Trump described Bannon’s arrest as a “sad event” before travelling to Pennsylvania to deliver remarks to supporters in the town of Old Forge near Biden’s birthplace of Scranton.
Pennsylvania, like Wisconsin, is one of a handful of states seen as crucial to Trump’s and Biden’s hopes of victory on Nov 3.
Painting himself as the law and order candidate, Trump accused Biden of being a “puppet of the radical left” and attacked his son Hunter Biden’s past business deals in Ukraine and China.
Trump was impeached by the Democratic-led House of Representatives in January for seeking political dirt on the Bidens from Ukraine but was acquitted by the Republican-majority Senate.
While his father was vice-president, Hunter Biden served on the board of a Ukrainian gas firm accused of corruption but has not been accused of any wrongdoing.

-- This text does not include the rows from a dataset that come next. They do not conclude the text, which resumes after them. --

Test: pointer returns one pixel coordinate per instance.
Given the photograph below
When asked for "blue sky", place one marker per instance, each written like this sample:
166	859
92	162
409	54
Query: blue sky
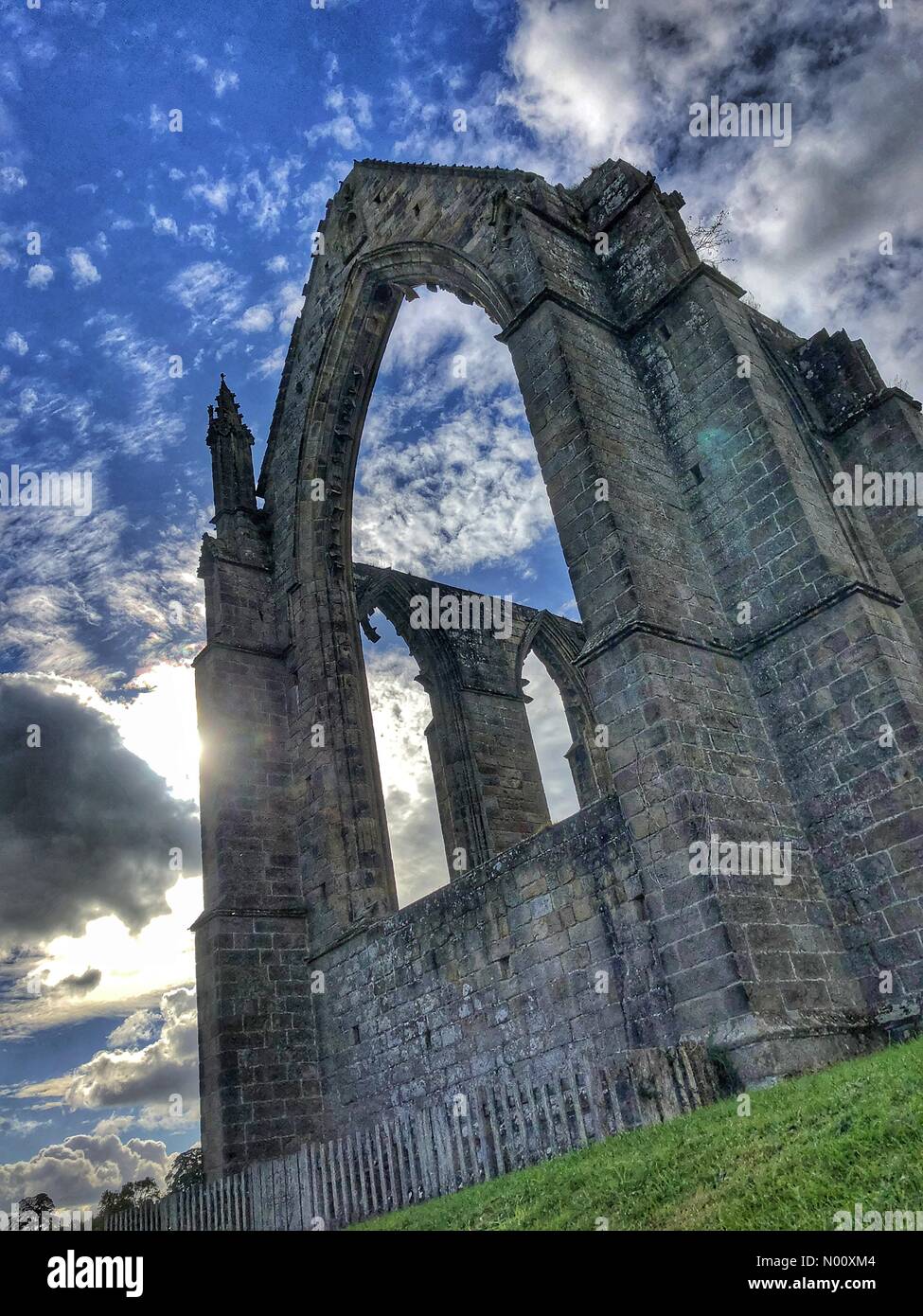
157	245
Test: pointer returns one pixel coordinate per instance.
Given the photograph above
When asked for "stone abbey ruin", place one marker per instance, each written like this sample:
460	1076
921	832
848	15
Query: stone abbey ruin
747	667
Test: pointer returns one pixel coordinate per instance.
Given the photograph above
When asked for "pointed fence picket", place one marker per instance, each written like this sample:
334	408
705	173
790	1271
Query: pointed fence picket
414	1154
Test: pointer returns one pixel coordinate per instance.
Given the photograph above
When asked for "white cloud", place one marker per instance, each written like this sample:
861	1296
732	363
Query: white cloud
209	290
400	712
222	80
448	475
164	223
83	272
350	114
40	276
215	192
12	179
145	1076
16	343
256	320
77	1171
551	736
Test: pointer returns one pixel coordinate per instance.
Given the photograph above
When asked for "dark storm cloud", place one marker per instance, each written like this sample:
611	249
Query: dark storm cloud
86	827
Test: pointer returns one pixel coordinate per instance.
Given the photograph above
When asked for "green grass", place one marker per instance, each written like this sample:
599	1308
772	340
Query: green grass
808	1147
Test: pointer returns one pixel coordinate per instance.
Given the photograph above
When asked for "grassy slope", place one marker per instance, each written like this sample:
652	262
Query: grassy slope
810	1147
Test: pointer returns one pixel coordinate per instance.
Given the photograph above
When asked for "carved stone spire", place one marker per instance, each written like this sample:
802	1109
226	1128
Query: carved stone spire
238	520
232	462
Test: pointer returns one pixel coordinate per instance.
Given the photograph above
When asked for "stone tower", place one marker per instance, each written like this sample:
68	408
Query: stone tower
747	668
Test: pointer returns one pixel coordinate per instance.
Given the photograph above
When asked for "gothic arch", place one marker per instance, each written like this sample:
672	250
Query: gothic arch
346	375
558	645
457	789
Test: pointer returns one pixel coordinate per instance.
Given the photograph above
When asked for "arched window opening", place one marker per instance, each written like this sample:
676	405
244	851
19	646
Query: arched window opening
400	714
448	489
553	738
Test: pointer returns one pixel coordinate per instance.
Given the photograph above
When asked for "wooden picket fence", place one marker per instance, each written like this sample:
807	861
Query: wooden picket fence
415	1154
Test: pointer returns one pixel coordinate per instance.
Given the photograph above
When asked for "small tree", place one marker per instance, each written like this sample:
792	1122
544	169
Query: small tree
710	237
186	1170
41	1207
130	1197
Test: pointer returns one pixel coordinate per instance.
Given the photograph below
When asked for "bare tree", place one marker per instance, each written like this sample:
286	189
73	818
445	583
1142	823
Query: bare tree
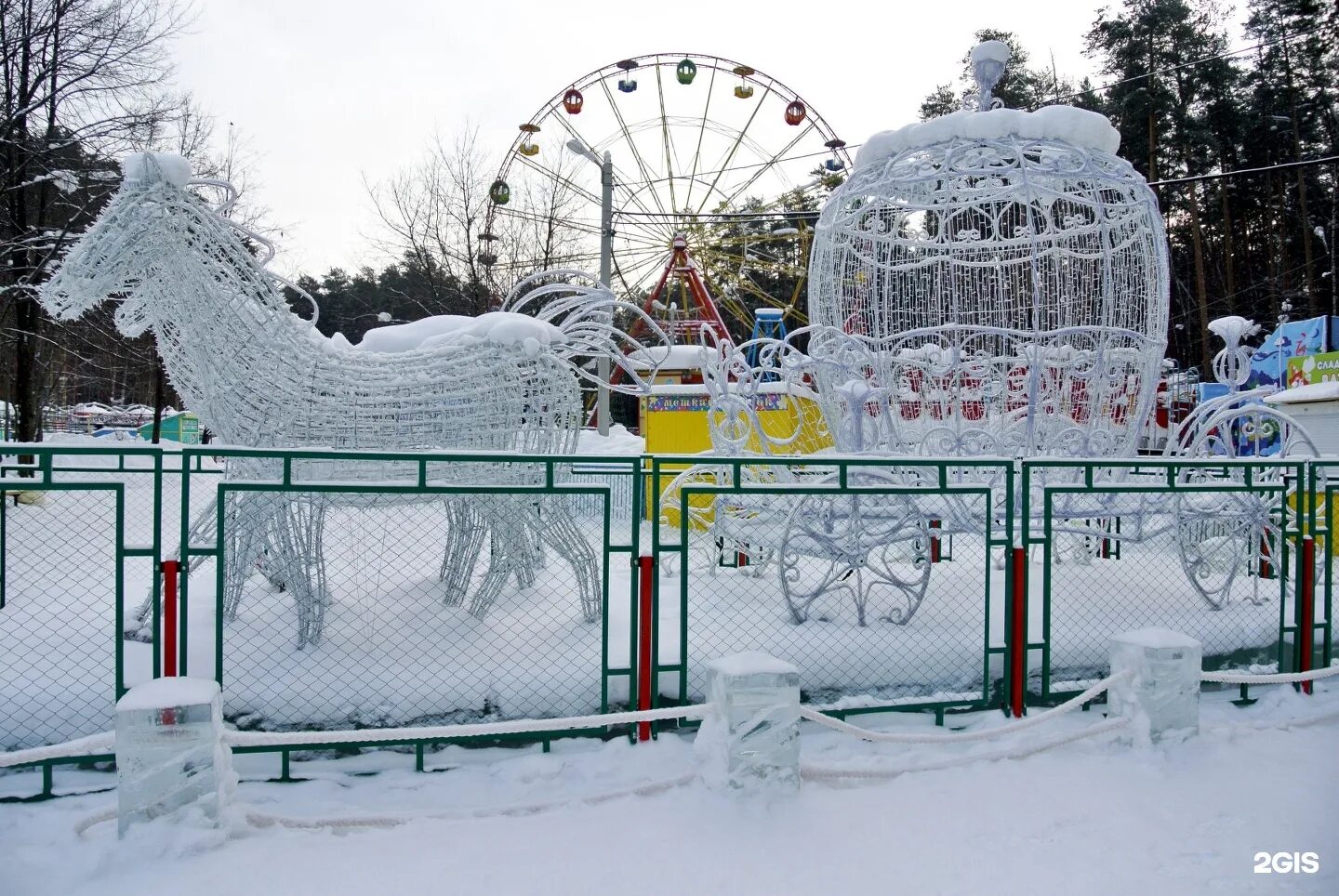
84	81
434	213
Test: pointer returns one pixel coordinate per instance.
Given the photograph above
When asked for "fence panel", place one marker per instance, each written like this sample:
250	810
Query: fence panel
1205	548
882	584
413	598
76	537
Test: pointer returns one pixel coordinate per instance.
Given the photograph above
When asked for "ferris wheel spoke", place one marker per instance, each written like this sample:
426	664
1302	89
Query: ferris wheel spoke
560	178
734	148
664	137
702	129
767	166
632	145
620	178
636	268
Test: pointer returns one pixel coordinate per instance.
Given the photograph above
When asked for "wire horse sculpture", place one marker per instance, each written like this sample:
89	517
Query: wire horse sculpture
261	376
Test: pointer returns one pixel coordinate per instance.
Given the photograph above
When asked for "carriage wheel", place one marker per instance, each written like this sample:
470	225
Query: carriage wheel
872	549
1223	536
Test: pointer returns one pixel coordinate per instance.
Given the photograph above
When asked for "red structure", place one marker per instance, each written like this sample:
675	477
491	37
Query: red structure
683	322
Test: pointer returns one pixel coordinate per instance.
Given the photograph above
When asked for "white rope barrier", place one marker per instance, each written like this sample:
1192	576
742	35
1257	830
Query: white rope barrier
824	773
959	737
353	823
1271	678
93	744
344	823
453	731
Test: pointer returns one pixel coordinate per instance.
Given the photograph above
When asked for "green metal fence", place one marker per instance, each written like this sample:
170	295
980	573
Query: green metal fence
1207	548
882	583
392	631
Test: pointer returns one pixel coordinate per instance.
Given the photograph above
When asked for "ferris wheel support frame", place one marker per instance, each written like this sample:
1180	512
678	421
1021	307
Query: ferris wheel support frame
641	204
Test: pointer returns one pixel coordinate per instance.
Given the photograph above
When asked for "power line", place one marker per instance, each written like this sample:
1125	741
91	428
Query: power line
1186	64
1217	176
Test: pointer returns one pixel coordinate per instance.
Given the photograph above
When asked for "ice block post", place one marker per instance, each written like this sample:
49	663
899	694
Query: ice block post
170	752
1162	683
757	713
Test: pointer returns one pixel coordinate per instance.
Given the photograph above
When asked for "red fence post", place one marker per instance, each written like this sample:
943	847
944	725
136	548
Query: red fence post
647	568
1307	608
169	618
1018	632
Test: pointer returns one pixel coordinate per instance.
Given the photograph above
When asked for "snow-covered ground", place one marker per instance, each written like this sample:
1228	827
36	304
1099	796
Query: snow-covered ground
394	653
1089	817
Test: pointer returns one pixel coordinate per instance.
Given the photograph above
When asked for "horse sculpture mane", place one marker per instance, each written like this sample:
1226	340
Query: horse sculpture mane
261	376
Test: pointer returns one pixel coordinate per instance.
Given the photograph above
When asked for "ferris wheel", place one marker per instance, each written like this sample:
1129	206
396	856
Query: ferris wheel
703	148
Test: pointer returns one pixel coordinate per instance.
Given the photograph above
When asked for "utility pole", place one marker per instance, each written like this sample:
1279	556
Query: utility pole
603	366
602	409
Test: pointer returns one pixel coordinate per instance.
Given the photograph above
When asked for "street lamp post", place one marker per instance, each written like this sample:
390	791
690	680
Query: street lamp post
602	407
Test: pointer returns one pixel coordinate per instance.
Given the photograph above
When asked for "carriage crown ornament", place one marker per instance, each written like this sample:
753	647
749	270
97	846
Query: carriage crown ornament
992	282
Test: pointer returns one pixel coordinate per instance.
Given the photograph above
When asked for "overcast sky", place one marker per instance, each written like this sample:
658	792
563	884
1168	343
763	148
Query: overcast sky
328	93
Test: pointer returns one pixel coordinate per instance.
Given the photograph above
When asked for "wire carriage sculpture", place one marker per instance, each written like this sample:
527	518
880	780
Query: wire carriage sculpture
261	376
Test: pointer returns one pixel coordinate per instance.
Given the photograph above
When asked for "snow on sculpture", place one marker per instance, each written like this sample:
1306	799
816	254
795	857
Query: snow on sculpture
261	376
991	283
1001	275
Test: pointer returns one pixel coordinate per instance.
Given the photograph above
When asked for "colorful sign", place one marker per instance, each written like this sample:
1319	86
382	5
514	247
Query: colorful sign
1314	368
656	403
1271	363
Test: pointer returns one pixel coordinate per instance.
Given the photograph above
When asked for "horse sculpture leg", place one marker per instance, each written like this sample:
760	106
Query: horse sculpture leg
248	528
465	534
300	562
508	550
559	531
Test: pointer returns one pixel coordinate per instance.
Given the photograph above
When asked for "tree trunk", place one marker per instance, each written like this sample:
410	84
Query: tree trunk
1201	292
26	392
158	401
1228	261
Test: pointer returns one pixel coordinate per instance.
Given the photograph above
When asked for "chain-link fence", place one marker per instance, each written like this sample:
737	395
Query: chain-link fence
882	584
76	536
386	591
331	588
1201	548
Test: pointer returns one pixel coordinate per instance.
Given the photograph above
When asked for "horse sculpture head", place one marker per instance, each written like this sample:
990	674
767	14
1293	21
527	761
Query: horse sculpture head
133	243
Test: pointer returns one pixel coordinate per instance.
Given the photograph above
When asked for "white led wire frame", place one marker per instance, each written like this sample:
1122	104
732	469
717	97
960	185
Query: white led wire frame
261	376
994	296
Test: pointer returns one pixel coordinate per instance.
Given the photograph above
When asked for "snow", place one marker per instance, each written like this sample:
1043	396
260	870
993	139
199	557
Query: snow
992	50
1065	124
166	692
619	441
669	358
152	166
1156	639
751	663
1088	817
1327	391
1232	328
496	327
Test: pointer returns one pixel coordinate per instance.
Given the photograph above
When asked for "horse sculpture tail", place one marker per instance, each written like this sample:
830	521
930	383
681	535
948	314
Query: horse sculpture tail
596	324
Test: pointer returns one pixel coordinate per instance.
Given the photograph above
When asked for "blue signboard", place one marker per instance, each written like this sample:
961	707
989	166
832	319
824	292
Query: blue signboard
1296	337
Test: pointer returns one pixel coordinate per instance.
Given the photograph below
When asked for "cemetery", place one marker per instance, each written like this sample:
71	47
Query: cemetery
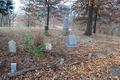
48	46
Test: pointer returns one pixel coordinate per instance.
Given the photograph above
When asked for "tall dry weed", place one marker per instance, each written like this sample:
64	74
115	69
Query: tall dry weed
38	39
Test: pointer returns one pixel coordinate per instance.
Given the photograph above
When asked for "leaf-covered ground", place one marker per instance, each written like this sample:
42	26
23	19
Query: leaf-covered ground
103	65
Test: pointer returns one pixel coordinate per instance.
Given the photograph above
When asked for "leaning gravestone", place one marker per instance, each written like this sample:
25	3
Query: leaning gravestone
71	42
12	46
65	28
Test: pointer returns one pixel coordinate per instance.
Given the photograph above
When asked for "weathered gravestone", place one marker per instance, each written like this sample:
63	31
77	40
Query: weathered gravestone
48	46
71	42
12	46
13	67
65	28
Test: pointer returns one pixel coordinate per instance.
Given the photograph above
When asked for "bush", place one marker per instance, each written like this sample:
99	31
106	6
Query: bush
38	39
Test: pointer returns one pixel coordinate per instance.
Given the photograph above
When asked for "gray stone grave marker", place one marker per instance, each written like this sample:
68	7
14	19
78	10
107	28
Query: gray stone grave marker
65	28
13	67
71	42
12	46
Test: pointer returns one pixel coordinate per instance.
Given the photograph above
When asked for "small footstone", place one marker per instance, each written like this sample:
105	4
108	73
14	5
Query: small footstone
71	42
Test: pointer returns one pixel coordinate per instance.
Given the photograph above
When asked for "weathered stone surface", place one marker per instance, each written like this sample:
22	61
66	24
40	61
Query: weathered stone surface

He has kept a low profile during his father’s campaign but is listed among those making remarks during the party convention’s final day.
‘Failure of leadership’
Because of the coronavirus pandemic, Biden will deliver his remarks to an audience consisting of only a few reporters, aides and family in his hometown of Wilmington, Delaware.
His acceptance speech will be the final salvo in a convention that was to have been held in the battleground state of Wisconsin – but ended up being almost entirely virtual because of Covid-19.
In a show of unity, other speakers on the convention’s final day include politicians who challenged Biden for the nomination – former South Bend, Indiana, mayor Pete Buttigieg, New York billionaire Michael Bloomberg, entrepreneur Andrew Yang and New Jersey Senator Cory Booker.
On Wednesday, California Senator Kamala Harris made history as she accepted the nomination to be Biden’s running mate.
Harris, the first black woman on a major party ticket, joined former president Barack Obama and Hillary Clinton, Trump’s 2016 opponent, in denouncing the president.
“Donald Trump’s failure of leadership has cost lives and livelihoods,” Harris said.
“We’re at an inflection point.”
Obama urged voters “to believe in Joe and Kamala’s ability to lead this country out of dark times and build it back better”.
On handing over the White House to Trump in 2017, Obama said he thought the Republican “might show some interest in taking the job seriously; that he might come to feel the weight of the office and discover some reverence for the democracy that had been placed in his care”.
“But he never did,” the former president said.
Trump has left America’s “worst impulses unleashed, our proud reputation around the world badly diminished, and our democratic institutions threatened like never before”, Obama said.
Trump responded by telling reporters that Obama had been “a terrible president”.
Bannon arrest
In New York, prosecutors announced the arrest of Bannon and three others for defrauding hundreds of thousands of donors in a Mexico border wall fundraising campaign.
The online crowdfunding campaign known as “We Build the Wall” raised more than US$25 million which the defendants claimed would be used on construction but was instead used for their own profit, prosecutors said.
The arrest is the latest in a string of high-profile criminal probes into Trump’s inner circle which have seen the indictment or conviction of half a dozen of his close associates, including several key leaders of his 2016 campaign.
A US federal judge meanwhile refused Trump’s effort to block the release of his financial records subpoenaed by a New York grand jury in a case focused on hush money payments and possibly bank fraud.
Judge Victor Marrero rejected Trump’s argument that the demand for eight years of tax records from his accountants Mazars USA was too broad and constituted political harassment.
Manhattan district attorney Cyrus Vance opened a probe last year into Trump’s payments in 2016 to allegedly buy the silence of two women who claimed to have had affairs with him.